Par la suite, dans les années 1990 et 2000, on est passé à une phase de mise en œuvre concrète de ces droits, notamment à travers des ententes avec des entreprises, dans les secteurs minier, forestier, etc. Au Québec, par exemple, il y a eu de nombreuses ententes de partage des bénéfices liés à l’exploitation des ressources naturelles sur les territoires ancestraux.

J’ai été personnellement impliqué dans plusieurs de ces négociations, et cela m’a énormément enrichi sur le plan professionnel. Aujourd’hui, on sent un nouvel élan, notamment grâce au droit international. L’adoption de la Déclaration des Nations Unies sur les droits des peuples autochtones a contribué à créer un véritable dynamisme. Les discussions se font désormais à plusieurs niveaux : local, provincial, fédéral et international.

Durant vos années à la magistrature, notamment à la Cour d’appel fédérale, y a-t-il eu des décisions qui vous ont particulièrement marqué?

Toutes les décisions que j’ai rendues ont une importance, chacune pose des questions fondamentales, que ce soit sur les faits ou sur le droit.
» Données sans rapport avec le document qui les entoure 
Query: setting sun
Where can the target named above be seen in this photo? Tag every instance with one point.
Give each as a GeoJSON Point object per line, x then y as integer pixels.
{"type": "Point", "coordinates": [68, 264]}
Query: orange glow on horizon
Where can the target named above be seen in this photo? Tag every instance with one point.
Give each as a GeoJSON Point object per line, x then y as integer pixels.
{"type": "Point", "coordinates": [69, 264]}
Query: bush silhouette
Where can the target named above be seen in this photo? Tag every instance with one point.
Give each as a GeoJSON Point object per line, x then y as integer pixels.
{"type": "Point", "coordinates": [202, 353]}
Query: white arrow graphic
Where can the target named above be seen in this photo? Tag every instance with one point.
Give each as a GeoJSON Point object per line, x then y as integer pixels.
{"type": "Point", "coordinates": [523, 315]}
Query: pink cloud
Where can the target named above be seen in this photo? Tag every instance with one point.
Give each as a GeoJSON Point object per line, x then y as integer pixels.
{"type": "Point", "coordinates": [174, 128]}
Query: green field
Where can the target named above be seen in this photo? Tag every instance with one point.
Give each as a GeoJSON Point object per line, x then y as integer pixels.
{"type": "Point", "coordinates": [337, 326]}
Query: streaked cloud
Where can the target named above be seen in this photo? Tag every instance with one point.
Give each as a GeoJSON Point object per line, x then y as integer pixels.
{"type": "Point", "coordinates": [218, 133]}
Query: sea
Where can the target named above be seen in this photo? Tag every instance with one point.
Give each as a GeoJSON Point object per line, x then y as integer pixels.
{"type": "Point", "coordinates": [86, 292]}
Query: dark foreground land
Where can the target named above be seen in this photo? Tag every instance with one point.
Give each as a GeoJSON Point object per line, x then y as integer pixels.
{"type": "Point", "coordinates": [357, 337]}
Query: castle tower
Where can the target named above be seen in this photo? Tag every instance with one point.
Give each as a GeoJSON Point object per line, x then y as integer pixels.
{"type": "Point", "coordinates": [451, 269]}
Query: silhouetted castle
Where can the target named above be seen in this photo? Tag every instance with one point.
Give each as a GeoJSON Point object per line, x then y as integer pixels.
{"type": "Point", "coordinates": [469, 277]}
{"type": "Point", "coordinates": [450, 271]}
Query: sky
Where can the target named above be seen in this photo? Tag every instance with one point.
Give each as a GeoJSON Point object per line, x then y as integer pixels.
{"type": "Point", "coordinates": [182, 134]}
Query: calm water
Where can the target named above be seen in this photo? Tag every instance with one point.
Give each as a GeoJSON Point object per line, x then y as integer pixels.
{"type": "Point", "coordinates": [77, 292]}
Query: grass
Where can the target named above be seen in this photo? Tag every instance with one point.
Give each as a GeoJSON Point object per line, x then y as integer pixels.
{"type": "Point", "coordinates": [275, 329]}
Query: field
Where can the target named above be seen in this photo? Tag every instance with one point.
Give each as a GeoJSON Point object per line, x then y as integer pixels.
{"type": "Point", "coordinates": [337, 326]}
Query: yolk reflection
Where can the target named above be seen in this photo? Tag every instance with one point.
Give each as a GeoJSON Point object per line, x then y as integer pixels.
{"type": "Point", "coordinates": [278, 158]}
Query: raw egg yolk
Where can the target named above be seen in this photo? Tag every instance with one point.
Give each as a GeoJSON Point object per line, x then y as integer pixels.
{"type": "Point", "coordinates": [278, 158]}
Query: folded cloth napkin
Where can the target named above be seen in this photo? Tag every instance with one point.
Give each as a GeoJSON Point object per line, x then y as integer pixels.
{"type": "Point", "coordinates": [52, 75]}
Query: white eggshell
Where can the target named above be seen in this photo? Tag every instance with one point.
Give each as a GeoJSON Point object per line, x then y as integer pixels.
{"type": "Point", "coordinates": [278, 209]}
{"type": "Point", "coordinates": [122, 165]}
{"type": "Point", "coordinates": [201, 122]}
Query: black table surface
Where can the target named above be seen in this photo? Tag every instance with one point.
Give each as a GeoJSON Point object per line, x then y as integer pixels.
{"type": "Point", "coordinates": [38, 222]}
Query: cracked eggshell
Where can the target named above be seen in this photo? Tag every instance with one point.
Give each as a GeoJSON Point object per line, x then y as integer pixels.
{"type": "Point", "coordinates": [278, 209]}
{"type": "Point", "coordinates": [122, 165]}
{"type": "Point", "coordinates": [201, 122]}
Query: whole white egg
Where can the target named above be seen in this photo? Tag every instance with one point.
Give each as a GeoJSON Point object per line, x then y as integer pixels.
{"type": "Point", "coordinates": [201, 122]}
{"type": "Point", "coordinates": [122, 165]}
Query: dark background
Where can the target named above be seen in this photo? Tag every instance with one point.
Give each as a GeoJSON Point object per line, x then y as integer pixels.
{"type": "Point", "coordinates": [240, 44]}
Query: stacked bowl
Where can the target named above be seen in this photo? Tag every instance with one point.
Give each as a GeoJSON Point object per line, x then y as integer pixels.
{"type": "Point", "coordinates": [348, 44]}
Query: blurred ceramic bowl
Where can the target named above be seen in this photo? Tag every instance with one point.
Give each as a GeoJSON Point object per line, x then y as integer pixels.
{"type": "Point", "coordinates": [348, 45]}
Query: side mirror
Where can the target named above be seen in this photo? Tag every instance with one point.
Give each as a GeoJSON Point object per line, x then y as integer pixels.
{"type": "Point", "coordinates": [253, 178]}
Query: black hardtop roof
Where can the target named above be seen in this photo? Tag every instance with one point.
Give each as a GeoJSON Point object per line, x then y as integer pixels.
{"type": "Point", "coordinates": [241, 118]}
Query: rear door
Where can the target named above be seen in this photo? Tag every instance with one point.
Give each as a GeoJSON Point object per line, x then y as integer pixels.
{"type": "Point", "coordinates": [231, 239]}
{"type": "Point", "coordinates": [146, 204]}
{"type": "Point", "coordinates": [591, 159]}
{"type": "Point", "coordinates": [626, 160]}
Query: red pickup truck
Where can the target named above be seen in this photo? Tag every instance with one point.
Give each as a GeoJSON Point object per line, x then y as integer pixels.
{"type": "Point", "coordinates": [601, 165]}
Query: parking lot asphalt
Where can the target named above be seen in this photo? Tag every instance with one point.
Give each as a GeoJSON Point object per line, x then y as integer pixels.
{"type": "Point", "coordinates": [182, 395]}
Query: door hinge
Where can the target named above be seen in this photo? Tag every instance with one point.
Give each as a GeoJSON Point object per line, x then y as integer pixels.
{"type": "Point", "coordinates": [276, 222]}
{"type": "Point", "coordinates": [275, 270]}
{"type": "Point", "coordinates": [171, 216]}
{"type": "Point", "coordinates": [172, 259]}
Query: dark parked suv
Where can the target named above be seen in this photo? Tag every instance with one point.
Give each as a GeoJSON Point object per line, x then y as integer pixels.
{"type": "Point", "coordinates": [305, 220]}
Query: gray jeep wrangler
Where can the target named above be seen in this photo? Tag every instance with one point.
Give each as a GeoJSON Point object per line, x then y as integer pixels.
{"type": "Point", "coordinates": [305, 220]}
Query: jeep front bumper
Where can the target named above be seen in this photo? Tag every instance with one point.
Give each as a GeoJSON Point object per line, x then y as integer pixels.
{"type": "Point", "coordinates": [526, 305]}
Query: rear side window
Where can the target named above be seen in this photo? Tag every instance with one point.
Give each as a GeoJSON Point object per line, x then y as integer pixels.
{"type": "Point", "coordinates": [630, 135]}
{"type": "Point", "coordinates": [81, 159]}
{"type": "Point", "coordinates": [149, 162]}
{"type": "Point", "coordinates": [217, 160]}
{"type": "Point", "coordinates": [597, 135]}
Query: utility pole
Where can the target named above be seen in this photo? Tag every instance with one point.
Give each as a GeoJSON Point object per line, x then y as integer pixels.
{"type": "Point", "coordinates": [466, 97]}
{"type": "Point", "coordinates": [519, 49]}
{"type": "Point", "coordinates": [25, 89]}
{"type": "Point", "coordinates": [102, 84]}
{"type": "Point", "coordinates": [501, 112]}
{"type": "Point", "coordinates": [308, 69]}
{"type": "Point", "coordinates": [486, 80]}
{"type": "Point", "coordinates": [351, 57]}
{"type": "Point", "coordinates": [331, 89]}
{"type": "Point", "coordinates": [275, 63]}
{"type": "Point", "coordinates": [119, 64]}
Mais s’il y a une affaire qui m’a particulièrement marqué à la Cour d’appel fédérale, c’est l’affaire Herzigova. Il s’agissait d’une cause portant sur la définition des crimes de guerre, à la lumière des Conventions de Genève et de la Loi canadienne sur les crimes contre l’humanité et les crimes de guerre.

C’était un dossier complexe, lié à une demande d’asile. La Cour devait déterminer si les actes reprochés au demandeur, en lien avec des crimes présumés commis à l’étranger, étaient suffisamment graves pour justifier un refus d’asile, malgré le risque de persécution auquel il pouvait être exposé.
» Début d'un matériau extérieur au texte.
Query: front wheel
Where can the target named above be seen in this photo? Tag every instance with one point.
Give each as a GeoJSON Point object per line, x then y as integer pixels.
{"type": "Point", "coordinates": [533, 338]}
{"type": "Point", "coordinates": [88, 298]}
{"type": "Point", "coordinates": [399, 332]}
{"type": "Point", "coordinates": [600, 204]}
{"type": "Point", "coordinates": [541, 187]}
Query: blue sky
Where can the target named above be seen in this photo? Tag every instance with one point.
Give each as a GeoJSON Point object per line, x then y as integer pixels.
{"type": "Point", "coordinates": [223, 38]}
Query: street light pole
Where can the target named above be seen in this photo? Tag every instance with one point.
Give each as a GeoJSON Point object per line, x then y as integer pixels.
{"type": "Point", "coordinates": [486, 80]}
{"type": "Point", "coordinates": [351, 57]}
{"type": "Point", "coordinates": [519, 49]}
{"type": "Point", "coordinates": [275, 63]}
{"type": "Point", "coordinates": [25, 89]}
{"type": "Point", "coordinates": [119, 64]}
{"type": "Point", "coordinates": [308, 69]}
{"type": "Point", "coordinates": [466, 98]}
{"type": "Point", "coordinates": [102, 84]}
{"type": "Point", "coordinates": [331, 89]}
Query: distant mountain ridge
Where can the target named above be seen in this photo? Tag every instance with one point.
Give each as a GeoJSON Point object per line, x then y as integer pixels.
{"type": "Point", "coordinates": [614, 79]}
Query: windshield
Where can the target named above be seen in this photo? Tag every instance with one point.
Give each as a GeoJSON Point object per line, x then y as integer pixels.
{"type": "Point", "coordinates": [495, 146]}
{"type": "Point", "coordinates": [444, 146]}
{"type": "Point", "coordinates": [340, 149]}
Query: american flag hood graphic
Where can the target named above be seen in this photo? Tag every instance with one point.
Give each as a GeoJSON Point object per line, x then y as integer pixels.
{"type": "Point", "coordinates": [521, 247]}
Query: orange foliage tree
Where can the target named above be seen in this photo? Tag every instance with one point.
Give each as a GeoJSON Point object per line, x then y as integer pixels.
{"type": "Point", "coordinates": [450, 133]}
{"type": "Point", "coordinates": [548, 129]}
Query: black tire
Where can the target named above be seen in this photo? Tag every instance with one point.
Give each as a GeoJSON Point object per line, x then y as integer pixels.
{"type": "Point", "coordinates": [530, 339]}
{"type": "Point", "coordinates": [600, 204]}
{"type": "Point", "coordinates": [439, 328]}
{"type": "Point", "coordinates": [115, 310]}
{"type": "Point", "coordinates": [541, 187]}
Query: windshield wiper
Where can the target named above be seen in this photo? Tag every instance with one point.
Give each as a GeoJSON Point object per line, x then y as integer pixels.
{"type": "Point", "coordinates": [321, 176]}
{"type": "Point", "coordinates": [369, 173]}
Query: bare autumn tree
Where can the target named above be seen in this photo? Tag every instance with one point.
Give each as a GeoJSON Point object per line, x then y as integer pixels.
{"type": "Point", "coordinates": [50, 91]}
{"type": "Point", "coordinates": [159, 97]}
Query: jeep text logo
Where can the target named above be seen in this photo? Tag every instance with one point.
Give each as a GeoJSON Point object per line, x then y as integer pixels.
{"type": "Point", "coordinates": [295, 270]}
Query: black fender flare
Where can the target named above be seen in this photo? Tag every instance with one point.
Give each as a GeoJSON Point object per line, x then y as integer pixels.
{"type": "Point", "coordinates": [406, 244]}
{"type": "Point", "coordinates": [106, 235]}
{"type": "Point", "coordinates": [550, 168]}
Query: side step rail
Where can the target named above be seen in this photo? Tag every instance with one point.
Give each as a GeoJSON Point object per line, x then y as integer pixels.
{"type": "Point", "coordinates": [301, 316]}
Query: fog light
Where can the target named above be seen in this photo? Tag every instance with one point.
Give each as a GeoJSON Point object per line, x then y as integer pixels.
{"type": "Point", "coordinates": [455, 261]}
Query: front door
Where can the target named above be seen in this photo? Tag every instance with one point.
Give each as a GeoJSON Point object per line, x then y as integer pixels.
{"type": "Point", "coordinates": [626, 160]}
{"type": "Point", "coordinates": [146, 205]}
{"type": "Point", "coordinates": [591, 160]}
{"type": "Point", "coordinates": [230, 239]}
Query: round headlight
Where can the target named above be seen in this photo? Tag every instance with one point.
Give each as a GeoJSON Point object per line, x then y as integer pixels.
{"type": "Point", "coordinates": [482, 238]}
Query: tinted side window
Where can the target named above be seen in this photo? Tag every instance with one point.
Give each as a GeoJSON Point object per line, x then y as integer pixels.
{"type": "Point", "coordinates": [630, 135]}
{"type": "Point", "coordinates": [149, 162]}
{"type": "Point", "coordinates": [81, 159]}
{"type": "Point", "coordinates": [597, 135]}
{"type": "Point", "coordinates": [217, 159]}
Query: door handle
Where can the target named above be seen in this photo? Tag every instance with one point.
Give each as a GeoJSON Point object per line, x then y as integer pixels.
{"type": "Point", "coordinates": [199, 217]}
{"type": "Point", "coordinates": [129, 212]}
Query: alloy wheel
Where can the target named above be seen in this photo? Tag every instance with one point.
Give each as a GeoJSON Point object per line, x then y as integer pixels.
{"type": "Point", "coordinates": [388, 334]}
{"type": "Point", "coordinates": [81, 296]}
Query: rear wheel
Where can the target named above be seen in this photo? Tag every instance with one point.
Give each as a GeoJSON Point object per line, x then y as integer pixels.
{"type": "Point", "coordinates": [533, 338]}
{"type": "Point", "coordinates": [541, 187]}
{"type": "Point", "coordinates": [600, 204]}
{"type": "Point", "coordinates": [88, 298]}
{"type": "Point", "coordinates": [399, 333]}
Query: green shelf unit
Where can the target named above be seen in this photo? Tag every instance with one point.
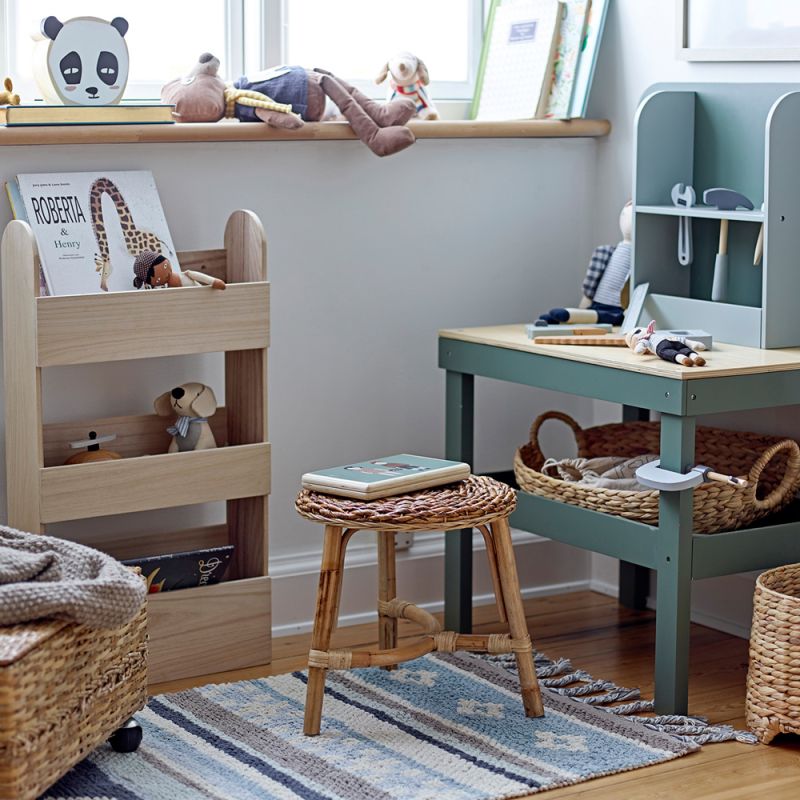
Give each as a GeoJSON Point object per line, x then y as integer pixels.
{"type": "Point", "coordinates": [744, 137]}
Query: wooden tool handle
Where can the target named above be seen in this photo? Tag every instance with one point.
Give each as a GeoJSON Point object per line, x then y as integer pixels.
{"type": "Point", "coordinates": [720, 478]}
{"type": "Point", "coordinates": [723, 237]}
{"type": "Point", "coordinates": [593, 341]}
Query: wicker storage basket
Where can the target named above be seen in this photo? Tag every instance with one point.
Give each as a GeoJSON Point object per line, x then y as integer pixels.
{"type": "Point", "coordinates": [773, 679]}
{"type": "Point", "coordinates": [771, 465]}
{"type": "Point", "coordinates": [64, 689]}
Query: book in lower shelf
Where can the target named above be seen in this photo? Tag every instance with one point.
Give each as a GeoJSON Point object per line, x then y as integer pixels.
{"type": "Point", "coordinates": [183, 570]}
{"type": "Point", "coordinates": [386, 476]}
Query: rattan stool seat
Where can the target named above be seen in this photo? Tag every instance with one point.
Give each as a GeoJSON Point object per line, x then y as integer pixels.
{"type": "Point", "coordinates": [474, 501]}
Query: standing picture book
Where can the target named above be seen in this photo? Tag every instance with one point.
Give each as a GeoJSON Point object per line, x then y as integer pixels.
{"type": "Point", "coordinates": [90, 226]}
{"type": "Point", "coordinates": [183, 570]}
{"type": "Point", "coordinates": [587, 61]}
{"type": "Point", "coordinates": [571, 40]}
{"type": "Point", "coordinates": [384, 477]}
{"type": "Point", "coordinates": [517, 60]}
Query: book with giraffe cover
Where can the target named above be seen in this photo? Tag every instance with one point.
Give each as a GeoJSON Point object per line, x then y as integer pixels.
{"type": "Point", "coordinates": [90, 226]}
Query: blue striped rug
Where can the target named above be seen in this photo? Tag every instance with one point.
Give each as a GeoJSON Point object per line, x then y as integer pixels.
{"type": "Point", "coordinates": [445, 726]}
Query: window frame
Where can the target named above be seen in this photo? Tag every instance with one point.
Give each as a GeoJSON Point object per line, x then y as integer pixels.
{"type": "Point", "coordinates": [255, 38]}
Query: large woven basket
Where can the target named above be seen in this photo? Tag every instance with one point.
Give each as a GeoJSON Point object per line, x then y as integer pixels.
{"type": "Point", "coordinates": [771, 466]}
{"type": "Point", "coordinates": [64, 689]}
{"type": "Point", "coordinates": [773, 680]}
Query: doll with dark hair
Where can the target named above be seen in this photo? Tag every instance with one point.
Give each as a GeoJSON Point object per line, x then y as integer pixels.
{"type": "Point", "coordinates": [153, 271]}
En quoi votre expérience à la magistrature vous offre-t-elle un regard différent aujourd’hui dans votre rôle d’avocat ? Pensez-vous que cela influence votre façon de pratiquer?

Définitivement. Cette expérience me donne une perspective complètement différente sur la pratique du droit. D’ailleurs, c’est pour cette raison que les juges qui reviennent à la pratique privée ne peuvent pas plaider devant les tribunaux où ils ont siégé, justement pour préserver l’indépendance et l’impartialité du système judiciaire.

Mais sur le plan de la pratique, avoir été juge me permet de mieux comprendre les limites du pouvoir judiciaire. On comprend plus finement ce qui relève du judiciaire, ce qui relève du politique, ou encore de l’administratif. Et ça, ça change beaucoup la façon dont on conseille nos clients.

Je crois profondément que l’avenir du droit repose moins sur l’affrontement judiciaire que sur la négociation, la prévention et la recherche de solutions durables. Comprendre comment les tribunaux tranchent, et surtout quand ils choisissent de ne pas intervenir, permet d’orienter stratégiquement les dossiers en amont, et d’accompagner les clients de façon plus éclairée.